In the younger class, they’ll be around more of their peers in that respect — kids who are also first timers in a school type atmosphere. Over there, they’ll work on all of those things together. They won’t stand out as the kids who aren’t sitting down or disrupting the story.
As for the school, this is their job. The director runs a wonderful program and employs warm and loving teachers who genuinely care for their kids with all their hearts. I have to remind myself that these recommendations are being made out of the best interests of my children, not for anyone else’s convenience.
I trust them. I trust their judgement. I trust their experience. I trust their abilities to gauge what my children need to flourish and be successful, while still allowing them to have fun and be three.
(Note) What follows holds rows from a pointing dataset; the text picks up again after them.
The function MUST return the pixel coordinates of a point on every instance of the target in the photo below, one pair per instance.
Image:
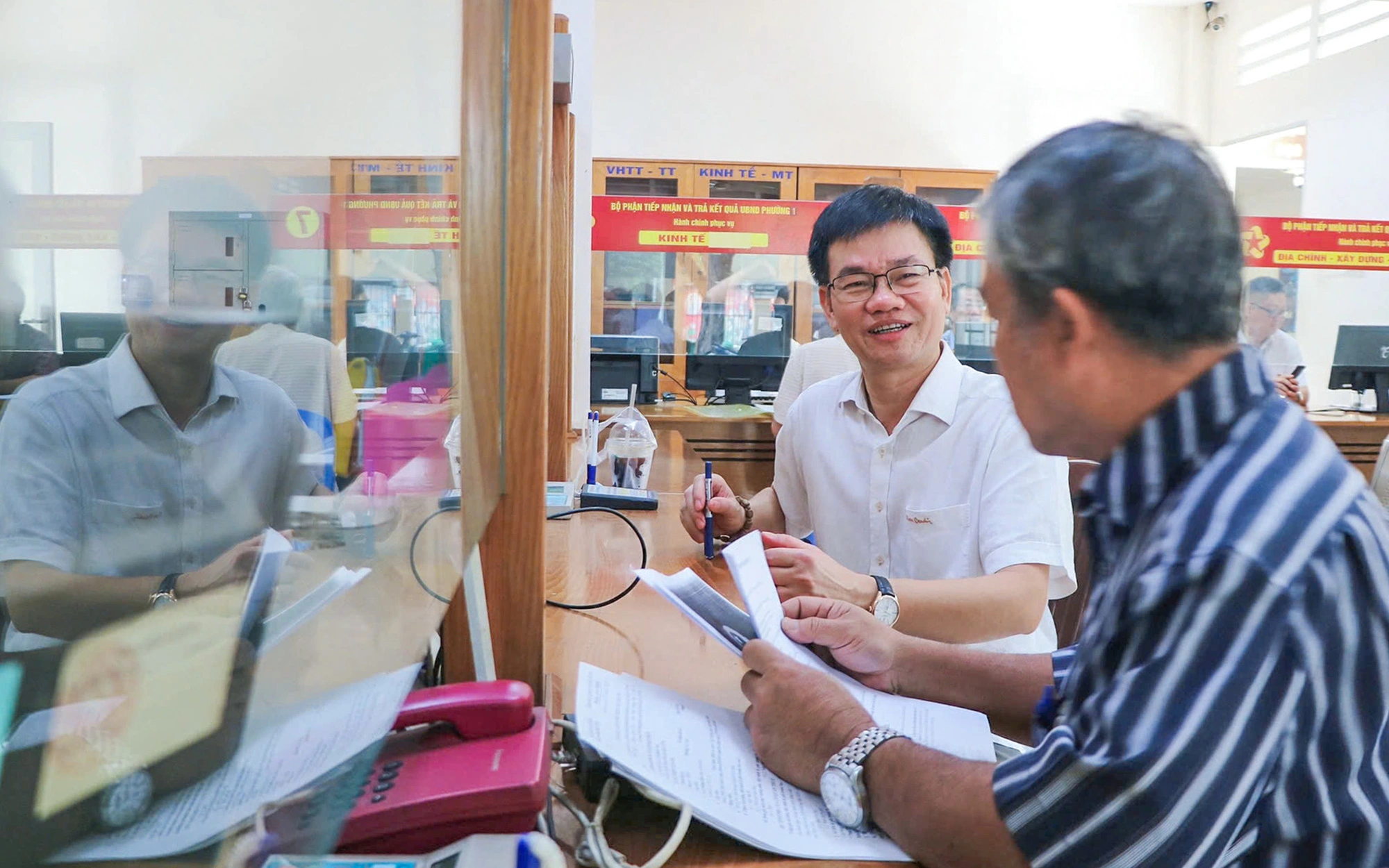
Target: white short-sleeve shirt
(956, 491)
(809, 365)
(97, 480)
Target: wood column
(513, 545)
(562, 280)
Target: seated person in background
(26, 352)
(310, 370)
(809, 365)
(1262, 327)
(149, 470)
(1227, 701)
(915, 474)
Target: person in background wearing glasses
(1262, 327)
(930, 506)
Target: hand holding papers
(704, 755)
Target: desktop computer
(1362, 362)
(90, 337)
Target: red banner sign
(731, 226)
(48, 223)
(1295, 242)
(366, 223)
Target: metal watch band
(856, 752)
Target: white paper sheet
(288, 620)
(704, 606)
(955, 731)
(276, 765)
(704, 756)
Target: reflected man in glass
(152, 470)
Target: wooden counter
(1358, 435)
(592, 558)
(737, 438)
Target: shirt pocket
(937, 540)
(123, 537)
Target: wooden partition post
(513, 545)
(562, 278)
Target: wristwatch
(885, 605)
(166, 592)
(842, 785)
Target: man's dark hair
(867, 209)
(1266, 287)
(1134, 220)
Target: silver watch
(842, 785)
(885, 605)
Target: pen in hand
(709, 516)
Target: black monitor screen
(738, 376)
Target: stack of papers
(702, 755)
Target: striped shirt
(1227, 701)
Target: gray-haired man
(1227, 699)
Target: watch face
(837, 790)
(126, 801)
(887, 610)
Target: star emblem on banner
(1255, 242)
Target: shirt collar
(938, 397)
(1176, 441)
(130, 390)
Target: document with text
(704, 756)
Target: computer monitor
(617, 362)
(90, 337)
(737, 376)
(1362, 362)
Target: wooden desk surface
(592, 558)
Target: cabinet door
(829, 183)
(641, 178)
(744, 181)
(948, 187)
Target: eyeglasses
(1272, 313)
(904, 280)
I want my girls to shine. I want everyone to see the smart, sweet, beautiful, spunky, polite, and wonderful children that I know, and I don’t want any of that to be overshadowed by the fact that they may be having trouble following directions or participating in group activities. In a class with kids closer to their age who are also sharing in this new experience with them, they’ll possibly feel more at home. They will flourish.
So onto the new class we go. I’m still a little sad and uncertain of the unknown. But my girls are resilient. They’ll love their new teacher. I’m the one having a hard time letting go of their first classroom and the fun projects and the cute little bears on the wall where they hung their bags. But I need to trust that we are making the right choice.
Preschool is a whole new world for us. We’re fumbling and making our way as best we can, but we’ll get there. Together.
Has the new school year brought any unexpected changes or experiences for you?